ORDER
V.K. Ashtana, Member (T)
1. These two reference applications are filed by the Revenue against the Final Order Nos. 1209, 1210/98, dated 26-6-1998 [1998 (104) E.L.T. 573 (T)] of the Tribunal. In the said final order the Tribunal had set aside the impugned order-in-original confirming demand of duty with respect to inclusion of return freight charges on empty tankers/lorry in the assessable value of the chemicals manufactured by the assessee; duty on tankers fabricated within the assessee’s factory and mounted on duty paid truck chassis belonging to the transport contractors; and differential duty on freight charges which was sought to be added to the assessable value.

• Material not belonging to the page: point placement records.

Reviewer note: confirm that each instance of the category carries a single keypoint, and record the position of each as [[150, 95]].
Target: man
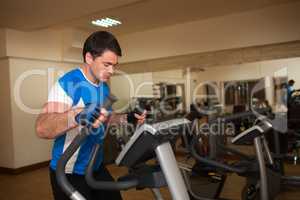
[[68, 99]]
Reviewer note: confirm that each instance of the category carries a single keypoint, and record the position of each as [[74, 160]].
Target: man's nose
[[111, 69]]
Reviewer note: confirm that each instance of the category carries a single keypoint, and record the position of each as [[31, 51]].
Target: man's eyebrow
[[109, 63]]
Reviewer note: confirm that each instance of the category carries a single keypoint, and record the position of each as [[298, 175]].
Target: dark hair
[[291, 82], [100, 41]]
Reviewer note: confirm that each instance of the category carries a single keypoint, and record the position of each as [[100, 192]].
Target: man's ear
[[89, 58]]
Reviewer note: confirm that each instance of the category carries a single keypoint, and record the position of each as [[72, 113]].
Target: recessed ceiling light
[[107, 22]]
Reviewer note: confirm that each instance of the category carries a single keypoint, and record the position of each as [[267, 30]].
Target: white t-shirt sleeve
[[58, 94]]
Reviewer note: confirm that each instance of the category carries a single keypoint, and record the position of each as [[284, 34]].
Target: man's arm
[[55, 119]]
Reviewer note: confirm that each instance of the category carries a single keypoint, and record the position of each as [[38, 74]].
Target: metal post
[[171, 171], [262, 169]]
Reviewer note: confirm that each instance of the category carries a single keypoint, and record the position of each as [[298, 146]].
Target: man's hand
[[140, 118]]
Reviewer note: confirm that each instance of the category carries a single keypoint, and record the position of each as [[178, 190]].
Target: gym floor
[[35, 185]]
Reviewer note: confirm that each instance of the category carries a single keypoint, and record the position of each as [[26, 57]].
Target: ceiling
[[136, 15]]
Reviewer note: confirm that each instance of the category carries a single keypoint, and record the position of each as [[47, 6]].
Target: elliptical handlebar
[[211, 162], [61, 178]]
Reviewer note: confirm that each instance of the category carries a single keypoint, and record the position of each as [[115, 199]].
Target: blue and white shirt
[[75, 90]]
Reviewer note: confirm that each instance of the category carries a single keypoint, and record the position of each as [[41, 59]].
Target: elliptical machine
[[147, 142]]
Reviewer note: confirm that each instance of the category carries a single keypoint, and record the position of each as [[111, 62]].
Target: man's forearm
[[52, 125]]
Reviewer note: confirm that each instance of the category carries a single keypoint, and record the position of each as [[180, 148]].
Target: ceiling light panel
[[106, 22]]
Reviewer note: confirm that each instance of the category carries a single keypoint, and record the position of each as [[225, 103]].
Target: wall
[[2, 43], [266, 26], [6, 136], [30, 81]]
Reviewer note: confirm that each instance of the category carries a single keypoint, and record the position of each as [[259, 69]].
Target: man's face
[[103, 66]]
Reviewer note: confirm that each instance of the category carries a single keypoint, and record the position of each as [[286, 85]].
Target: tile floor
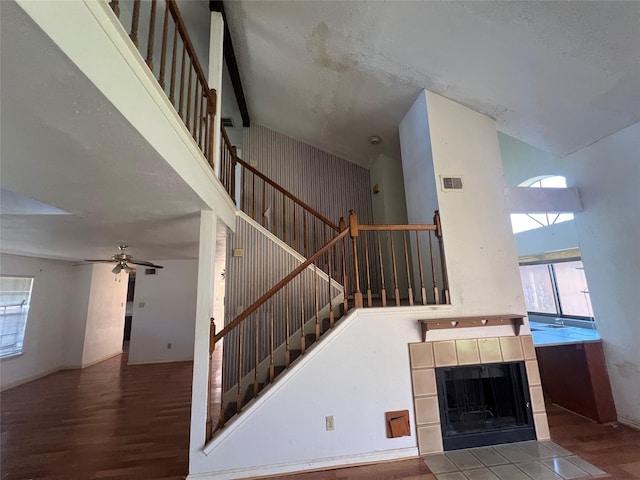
[[515, 461], [546, 334]]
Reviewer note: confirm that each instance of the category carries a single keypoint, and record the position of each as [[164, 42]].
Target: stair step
[[293, 354], [230, 411], [248, 396]]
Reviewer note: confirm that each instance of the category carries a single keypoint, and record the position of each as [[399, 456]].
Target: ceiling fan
[[122, 261]]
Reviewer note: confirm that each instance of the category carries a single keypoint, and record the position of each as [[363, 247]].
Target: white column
[[441, 138], [204, 311], [216, 56]]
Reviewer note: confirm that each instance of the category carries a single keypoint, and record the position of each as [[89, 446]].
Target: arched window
[[521, 222]]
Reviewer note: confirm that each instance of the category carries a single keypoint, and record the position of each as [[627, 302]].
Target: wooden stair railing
[[410, 264], [292, 220], [255, 335], [288, 316], [175, 65]]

2. Smt. Aruna N. Gupta, learned DR reiterates the said applications and draws our attention to the Revenue’s prayer to refer the following questions of law to the Hon’ble High Court of Andhra Pradesh :
(i) Inclusion of return freight charges of empty tankers in the value;
(ii) Demand of duty on tankers fabricated on own account within the factory and mounted in the same factory, on duty paid truck chassis belonging to the contractors.

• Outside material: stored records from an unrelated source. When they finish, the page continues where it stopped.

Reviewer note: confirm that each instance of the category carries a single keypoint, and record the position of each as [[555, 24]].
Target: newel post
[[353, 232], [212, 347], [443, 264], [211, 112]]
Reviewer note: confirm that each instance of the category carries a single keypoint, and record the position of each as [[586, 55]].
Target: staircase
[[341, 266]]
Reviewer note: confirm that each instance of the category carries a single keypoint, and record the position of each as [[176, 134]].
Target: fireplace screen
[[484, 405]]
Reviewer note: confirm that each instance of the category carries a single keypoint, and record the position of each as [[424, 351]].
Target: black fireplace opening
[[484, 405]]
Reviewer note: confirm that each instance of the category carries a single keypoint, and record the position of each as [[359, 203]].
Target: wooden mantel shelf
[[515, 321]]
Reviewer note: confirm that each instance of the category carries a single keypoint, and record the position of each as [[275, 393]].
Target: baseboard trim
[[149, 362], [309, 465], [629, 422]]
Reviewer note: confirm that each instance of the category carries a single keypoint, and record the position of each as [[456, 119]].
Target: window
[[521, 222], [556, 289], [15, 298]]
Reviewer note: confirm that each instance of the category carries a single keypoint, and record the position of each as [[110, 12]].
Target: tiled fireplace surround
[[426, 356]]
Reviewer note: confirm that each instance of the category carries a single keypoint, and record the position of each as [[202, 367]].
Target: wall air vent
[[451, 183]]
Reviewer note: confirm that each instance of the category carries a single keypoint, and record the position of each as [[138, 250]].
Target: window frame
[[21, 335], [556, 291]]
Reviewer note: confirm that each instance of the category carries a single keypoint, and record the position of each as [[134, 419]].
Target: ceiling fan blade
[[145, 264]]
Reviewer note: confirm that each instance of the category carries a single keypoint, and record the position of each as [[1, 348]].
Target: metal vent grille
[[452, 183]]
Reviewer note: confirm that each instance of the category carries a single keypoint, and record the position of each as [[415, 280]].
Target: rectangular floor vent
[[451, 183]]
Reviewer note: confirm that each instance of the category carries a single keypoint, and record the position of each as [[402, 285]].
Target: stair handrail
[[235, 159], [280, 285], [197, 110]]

3. Heard Smt. Aruna N. Gupta, learned DR and Shri M. Chandrasekharan, learned Advocate and Shri S.R. Narayanan, learned Consultant for the applicants.

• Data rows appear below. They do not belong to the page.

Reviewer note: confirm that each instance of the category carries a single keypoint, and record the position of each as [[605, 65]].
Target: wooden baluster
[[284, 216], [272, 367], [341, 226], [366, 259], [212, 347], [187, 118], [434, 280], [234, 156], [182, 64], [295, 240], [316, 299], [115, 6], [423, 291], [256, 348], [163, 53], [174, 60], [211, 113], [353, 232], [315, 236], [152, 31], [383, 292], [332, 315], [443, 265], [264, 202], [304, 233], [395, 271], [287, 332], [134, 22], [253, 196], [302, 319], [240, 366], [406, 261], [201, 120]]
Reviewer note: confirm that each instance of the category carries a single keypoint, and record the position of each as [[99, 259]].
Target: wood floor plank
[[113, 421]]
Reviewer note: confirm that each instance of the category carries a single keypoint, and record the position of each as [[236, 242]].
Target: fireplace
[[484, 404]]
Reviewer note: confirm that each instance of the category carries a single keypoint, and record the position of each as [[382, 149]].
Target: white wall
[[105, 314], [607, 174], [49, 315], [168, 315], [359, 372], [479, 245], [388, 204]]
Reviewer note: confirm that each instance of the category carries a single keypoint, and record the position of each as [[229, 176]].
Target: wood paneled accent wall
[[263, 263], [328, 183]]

4. The learned Senior Advocate submits that as far as the first question is concerned, it concerns inclusion of freight charges in the assessable value of empty tankers and therefore, clearly the matter deals with fixation of assessable value under Section 4 of the C.E. Act, 1944. The learned Sr. Counsel further submits that as far as the second question is concerned, the said question concerns with dutiability or otherwise of the tankers fabricated by the assessee and also involves decision on the rate of duty. The learned Sr. Counsel further submits that on a plain reading of Section 35G(1) it is clear that no reference application lies against any order relating to determination of any question having a relation to the rate of duty of excise or to the value of goods for the purpose of assessment. He submits that in this case, both these are involved and therefore, reference applications cannot be entertained by the Tribunal in terms of the above provisions.
5. We have carefully considered the submissions. We find that the Tribunal in the subject final order while considering the question of dutiability of the said tankers had considered the scope of the Notification No. 50/94, dated 1-3-1994 which deals with exemption to bodies built and mounted on chassis of motor vehicles specified therein and had held that such exemption in the said Notification would be applicable to the facts of this case. The Tribunal had also considered the question of inclusion of certain freight charges in the assessable value and had allowed the appeals on both these issues. We find that the questions framed for reference by the Revenue clearly deal with aspects of rate of duty as well as valuation for the purpose of assessment of duty and therefore, reference applications are hit by exclusion of the said issues from consideration under reference applications under Section 35G(1) ibid. Therefore, the reference applications are not maintainable under that Section and the same are rejected.